The types of services offered at SPMS and SPHS include counseling, parent consultations, crisis support, resource referrals, and class presentations on social-emotional topics. At the high school last year, the TYB social workers partnered with counselors, peer mediators, the ASB health and wellness officers and the Challenge Success representative to develop a TYB website as a virtual hub for mental health resources.
This year TYB specialists have been presenting the topic of cyberbullying to all SPMS sixth grade students and SPHS ninth graders. Typically, SPUSD students seek help with managing stressors, building coping strategies, enhancing motivation, building healthy relationships, increasing resiliency and increasing self-esteem.
In February, during lunch at the middle school and high school and continuing monthly through the end of the year, the TYB team plans to reacquaint students and staff with all of the services offered. Prime and Stebbins, with help from the TYB interns and the SPHS Peer Mediators and SPMS Updstanders, will be setting up decorative tables with games, free t-shirts, bookmarks, and stress-reducing squishy toys. All these activities and resources are designed to meet student needs in different ways.
To help guide educators in meeting student needs, TYB specialists also have led professional development presentations for teachers and staff on suicide prevention, self-care and LGBTQ+ competency training. Outside of school, the team also works on building community partnerships to increase mental health support with organizations like the City of South Pasadena and the South Pasadena Police Department, among others.
Students have been receptive to the new resources and responsive to accessing mental health supports on campus, as evidenced by self-referral and self-advocacy to access TYB services. Every two years SPUSD students complete the California Healthy Kids survey. Since the start of the TYB program, the survey data generally has shown reduced levels of anxiety and depression. The results ebb and flow, but the most meaningful data has been qualitative based on feedback provided from students directly to our Train Your Brain specialists. Students have expressed that TYB services are helpful, which has led to informing friends in need about the services available on campus.

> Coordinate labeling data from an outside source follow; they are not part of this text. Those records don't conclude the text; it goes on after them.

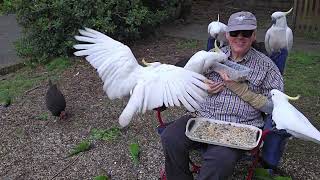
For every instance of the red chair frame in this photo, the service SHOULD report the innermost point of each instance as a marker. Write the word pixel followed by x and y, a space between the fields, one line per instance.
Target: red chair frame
pixel 255 152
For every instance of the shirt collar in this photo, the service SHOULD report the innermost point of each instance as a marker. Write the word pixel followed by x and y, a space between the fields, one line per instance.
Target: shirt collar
pixel 227 51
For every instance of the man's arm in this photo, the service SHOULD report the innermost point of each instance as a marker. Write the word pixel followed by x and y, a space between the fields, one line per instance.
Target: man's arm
pixel 258 101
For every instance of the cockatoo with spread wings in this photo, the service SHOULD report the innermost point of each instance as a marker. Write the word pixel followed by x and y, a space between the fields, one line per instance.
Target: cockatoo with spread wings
pixel 150 87
pixel 279 35
pixel 289 118
pixel 217 30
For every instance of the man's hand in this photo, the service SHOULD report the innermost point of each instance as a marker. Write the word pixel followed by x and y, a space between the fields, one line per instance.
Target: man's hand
pixel 214 87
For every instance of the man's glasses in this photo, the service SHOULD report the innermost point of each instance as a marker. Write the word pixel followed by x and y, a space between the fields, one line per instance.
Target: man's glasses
pixel 244 33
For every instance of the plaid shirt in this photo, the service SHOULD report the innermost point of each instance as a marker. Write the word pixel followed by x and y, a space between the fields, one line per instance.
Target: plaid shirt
pixel 227 106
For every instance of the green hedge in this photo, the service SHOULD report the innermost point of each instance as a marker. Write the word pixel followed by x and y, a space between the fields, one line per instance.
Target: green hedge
pixel 49 25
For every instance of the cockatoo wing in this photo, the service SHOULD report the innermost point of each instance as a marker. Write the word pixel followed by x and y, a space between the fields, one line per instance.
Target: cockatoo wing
pixel 289 118
pixel 289 38
pixel 267 41
pixel 114 61
pixel 165 85
pixel 151 86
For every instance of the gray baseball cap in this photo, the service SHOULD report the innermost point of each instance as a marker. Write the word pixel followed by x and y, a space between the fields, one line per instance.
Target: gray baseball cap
pixel 242 21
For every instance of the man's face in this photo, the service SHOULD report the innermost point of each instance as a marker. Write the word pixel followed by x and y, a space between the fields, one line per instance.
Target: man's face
pixel 240 41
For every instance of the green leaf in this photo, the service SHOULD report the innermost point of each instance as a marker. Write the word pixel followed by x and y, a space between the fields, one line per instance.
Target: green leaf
pixel 134 152
pixel 105 134
pixel 260 172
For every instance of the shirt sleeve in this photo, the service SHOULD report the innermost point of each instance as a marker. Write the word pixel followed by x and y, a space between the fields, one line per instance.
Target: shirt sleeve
pixel 272 80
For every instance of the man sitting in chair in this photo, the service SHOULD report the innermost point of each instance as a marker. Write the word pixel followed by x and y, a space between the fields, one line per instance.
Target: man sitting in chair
pixel 227 101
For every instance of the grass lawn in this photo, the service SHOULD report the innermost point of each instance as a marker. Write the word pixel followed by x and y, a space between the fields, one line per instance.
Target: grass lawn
pixel 302 74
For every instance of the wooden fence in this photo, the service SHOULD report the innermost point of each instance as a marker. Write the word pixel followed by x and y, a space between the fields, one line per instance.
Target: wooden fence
pixel 306 16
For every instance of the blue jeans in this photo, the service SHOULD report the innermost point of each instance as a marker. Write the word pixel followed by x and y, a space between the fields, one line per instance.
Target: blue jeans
pixel 218 161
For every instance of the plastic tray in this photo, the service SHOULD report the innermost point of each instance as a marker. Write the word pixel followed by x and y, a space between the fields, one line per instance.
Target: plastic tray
pixel 193 124
pixel 235 71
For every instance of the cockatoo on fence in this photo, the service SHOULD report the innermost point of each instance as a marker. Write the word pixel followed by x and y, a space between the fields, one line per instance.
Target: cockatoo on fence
pixel 217 30
pixel 279 35
pixel 289 118
pixel 150 87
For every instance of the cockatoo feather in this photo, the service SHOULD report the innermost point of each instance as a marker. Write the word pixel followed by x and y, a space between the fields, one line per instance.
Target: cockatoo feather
pixel 289 118
pixel 150 87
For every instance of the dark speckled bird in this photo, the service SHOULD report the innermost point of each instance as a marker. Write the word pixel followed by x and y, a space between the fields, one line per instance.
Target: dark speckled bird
pixel 55 101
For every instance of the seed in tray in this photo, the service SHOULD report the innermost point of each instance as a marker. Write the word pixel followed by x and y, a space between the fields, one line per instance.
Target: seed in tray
pixel 225 134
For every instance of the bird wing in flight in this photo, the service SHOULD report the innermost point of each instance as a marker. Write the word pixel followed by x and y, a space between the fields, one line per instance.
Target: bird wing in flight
pixel 113 60
pixel 151 86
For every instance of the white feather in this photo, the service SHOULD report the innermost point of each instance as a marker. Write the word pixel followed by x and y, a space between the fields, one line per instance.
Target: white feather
pixel 150 87
pixel 217 30
pixel 289 118
pixel 279 35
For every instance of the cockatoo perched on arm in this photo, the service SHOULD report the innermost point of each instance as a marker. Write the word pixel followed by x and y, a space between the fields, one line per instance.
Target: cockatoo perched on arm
pixel 151 86
pixel 279 35
pixel 217 30
pixel 289 118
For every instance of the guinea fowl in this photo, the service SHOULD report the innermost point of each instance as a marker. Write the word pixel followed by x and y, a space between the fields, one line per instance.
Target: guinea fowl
pixel 55 101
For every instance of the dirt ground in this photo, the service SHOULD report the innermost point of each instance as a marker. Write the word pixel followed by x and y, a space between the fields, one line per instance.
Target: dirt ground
pixel 35 149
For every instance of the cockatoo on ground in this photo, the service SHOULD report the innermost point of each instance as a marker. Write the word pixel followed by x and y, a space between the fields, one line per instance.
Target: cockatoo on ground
pixel 279 35
pixel 289 118
pixel 56 102
pixel 150 87
pixel 217 30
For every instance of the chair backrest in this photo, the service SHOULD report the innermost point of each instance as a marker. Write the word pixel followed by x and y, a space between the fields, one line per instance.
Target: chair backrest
pixel 275 141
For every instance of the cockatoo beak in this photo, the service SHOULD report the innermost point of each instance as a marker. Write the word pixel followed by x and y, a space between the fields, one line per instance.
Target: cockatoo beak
pixel 273 21
pixel 216 48
pixel 293 98
pixel 144 62
pixel 288 11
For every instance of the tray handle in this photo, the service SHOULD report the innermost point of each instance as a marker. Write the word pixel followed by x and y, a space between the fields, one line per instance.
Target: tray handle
pixel 189 125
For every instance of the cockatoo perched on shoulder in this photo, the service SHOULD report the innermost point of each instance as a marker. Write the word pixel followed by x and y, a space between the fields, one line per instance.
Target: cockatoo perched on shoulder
pixel 202 60
pixel 289 118
pixel 279 35
pixel 217 30
pixel 151 86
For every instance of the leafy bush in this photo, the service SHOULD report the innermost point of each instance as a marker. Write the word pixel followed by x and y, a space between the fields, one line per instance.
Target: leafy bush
pixel 49 25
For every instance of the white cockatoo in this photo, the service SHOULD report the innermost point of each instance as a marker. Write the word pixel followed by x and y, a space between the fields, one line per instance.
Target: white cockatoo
pixel 217 30
pixel 150 87
pixel 279 35
pixel 202 60
pixel 289 118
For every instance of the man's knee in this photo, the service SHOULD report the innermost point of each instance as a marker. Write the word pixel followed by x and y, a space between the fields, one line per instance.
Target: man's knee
pixel 174 132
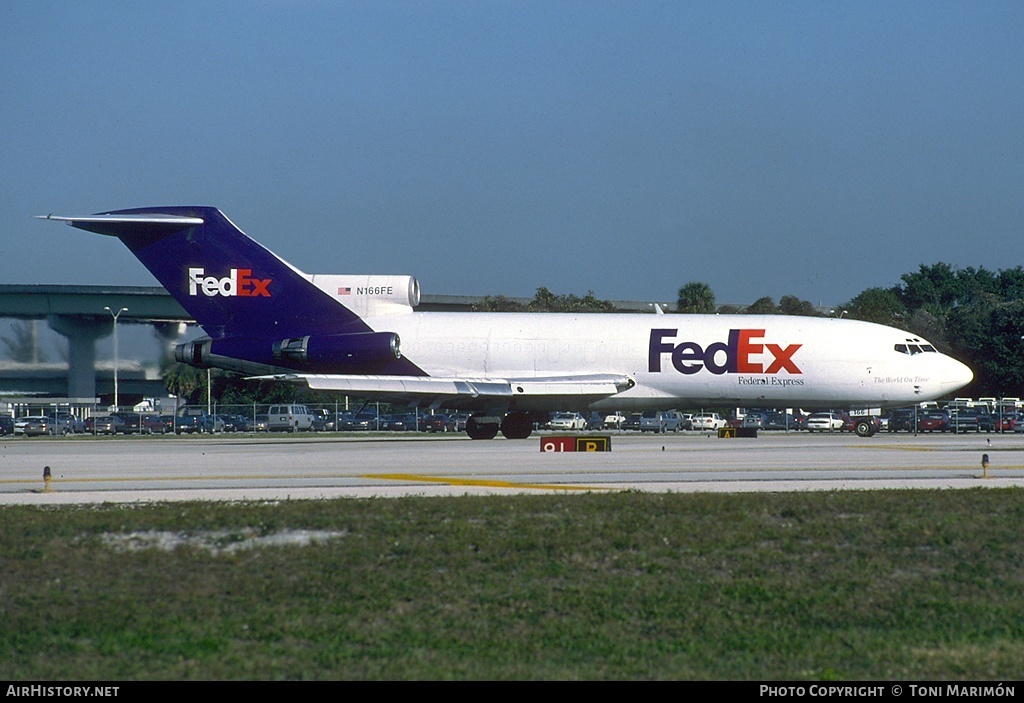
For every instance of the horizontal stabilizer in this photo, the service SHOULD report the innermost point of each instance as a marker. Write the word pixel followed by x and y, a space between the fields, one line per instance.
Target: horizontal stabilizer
pixel 119 225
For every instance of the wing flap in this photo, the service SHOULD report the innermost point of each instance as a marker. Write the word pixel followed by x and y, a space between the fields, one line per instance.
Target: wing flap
pixel 465 392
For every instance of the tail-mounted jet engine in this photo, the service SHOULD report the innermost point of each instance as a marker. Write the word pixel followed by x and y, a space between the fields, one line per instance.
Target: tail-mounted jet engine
pixel 357 352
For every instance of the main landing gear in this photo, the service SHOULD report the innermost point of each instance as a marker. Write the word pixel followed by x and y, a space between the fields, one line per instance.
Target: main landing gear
pixel 512 426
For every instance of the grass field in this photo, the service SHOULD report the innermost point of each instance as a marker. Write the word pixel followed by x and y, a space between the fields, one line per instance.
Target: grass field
pixel 841 585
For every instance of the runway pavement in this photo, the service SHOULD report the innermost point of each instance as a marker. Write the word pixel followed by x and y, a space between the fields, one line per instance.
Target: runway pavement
pixel 86 470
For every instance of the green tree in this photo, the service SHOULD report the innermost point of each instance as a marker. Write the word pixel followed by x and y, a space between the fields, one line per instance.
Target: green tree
pixel 695 297
pixel 498 304
pixel 878 305
pixel 791 305
pixel 546 301
pixel 762 306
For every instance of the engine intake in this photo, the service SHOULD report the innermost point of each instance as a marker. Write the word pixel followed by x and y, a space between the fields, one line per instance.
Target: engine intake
pixel 339 351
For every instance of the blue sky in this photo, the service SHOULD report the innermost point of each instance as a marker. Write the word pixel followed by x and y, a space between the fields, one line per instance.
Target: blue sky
pixel 766 148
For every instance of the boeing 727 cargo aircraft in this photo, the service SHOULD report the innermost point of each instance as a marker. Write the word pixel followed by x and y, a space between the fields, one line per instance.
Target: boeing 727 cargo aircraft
pixel 360 335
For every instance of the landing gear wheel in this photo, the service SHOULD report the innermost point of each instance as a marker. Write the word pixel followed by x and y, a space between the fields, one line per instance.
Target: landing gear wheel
pixel 477 430
pixel 864 428
pixel 517 426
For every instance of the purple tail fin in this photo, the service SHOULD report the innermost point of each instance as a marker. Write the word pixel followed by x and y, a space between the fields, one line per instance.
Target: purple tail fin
pixel 229 283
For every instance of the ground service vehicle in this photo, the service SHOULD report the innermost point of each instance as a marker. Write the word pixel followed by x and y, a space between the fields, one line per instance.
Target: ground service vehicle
pixel 290 419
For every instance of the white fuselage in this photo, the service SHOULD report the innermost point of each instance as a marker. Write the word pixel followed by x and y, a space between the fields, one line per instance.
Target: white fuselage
pixel 682 360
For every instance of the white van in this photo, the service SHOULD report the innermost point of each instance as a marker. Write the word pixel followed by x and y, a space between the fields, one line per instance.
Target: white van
pixel 289 419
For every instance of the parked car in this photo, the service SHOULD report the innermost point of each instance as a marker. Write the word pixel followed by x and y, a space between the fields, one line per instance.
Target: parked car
pixel 143 425
pixel 70 424
pixel 986 423
pixel 322 419
pixel 756 421
pixel 613 421
pixel 195 421
pixel 781 421
pixel 363 421
pixel 933 421
pixel 108 425
pixel 436 423
pixel 901 420
pixel 964 420
pixel 290 419
pixel 825 422
pixel 400 423
pixel 567 421
pixel 658 421
pixel 35 426
pixel 257 424
pixel 232 423
pixel 709 422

Initially, a grant from the South Pasadena Educational Foundation (SPEF) funded the Train Your Brain program. After the first three years of implementation, financial support for the program transferred from SPEF to the District with funding provided by state and federal grants.
School districts like SPUSD do not receive funding for programs like this so support must come from grants to pay for the services. Districts with higher proportions of foster youth, low-income families, and English Language Learners, for example, receive significantly more dollars per student than districts with fewer students in those demographics. The Los Angeles County Office of Education also offers training/professional development, materials and information about effective student mental health programs and PBIS.